Chocado com a imundície de Lisboa, matilhas de cães ingovernáveis nas ruas,
bandos de jovens armados com facas, um clero mendicante, o que Byron mais
apreciou em Lisboa foi… Sintra. Diz Malcolm Jack que Childe Harold, que ainda não
li, publicado em 1812, «está repleta de um tom distintamente lusofóbico». Mas a
verdadeira decepção de Byron é com a postura dos portugueses face à invasão
francesa: «Byron era um jovem imbuído de ideias de lutas gloriosas pela
liberdade: era a essência dos heróis; uma convocação exultante às armas.
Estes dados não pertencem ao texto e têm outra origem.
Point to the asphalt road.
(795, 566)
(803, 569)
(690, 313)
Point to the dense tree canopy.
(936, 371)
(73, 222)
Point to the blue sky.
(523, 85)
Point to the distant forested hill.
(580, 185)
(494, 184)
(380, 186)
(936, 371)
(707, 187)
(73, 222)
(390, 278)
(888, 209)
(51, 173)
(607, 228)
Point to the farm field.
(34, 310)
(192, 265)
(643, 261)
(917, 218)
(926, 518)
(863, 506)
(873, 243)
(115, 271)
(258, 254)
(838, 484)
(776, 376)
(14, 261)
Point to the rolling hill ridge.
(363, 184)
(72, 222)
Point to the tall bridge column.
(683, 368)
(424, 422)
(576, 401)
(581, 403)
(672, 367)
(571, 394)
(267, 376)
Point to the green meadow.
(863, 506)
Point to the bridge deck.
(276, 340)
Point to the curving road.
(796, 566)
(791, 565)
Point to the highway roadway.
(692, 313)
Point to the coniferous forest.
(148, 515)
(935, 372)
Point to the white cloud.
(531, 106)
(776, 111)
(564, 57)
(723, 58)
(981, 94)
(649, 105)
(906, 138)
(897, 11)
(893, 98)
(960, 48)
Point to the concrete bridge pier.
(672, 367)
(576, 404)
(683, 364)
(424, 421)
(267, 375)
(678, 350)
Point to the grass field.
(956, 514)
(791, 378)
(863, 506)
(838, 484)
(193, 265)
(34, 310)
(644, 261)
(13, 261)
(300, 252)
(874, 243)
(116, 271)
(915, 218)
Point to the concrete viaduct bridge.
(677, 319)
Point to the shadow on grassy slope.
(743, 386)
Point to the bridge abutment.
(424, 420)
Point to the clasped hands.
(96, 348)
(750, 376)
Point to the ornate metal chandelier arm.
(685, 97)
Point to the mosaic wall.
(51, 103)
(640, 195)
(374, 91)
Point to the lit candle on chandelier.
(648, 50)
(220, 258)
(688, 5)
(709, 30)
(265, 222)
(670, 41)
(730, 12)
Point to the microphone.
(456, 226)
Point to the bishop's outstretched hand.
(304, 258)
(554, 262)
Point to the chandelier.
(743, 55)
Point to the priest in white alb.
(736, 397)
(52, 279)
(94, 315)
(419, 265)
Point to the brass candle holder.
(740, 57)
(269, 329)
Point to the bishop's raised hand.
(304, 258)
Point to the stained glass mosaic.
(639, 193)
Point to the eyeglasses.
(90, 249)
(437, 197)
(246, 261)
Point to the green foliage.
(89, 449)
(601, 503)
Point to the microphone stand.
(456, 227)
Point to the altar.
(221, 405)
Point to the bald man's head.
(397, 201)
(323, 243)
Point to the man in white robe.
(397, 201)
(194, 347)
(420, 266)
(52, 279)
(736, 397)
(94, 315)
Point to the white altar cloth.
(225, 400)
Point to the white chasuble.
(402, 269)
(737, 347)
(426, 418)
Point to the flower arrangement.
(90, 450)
A ausência
de um espírito de combate em qualquer nação teria atraído o seu escárnio. A
atitude de Byron para com Portugal era portanto complexa. Chegou cedo à conclusão
que os portugueses eram uma raça servil. Até nem mereciam possuir o paraíso de
Sintra» (p. 153). Este povo servil sem espírito combativo é-nos tristemente
familiar, quarenta anos depois de uma revolução militar que nos libertou da
ditadura e contadas praticamente três décadas de ruinoso cavaquismo. Lisboa
permanece, deste modo, como símbolo de um país com uma história muito antiga e
complexa, mas também como berço de um povo aparentemente conspurcado pela nuvem
introspectiva, langorosa, conformada e apática da cidade.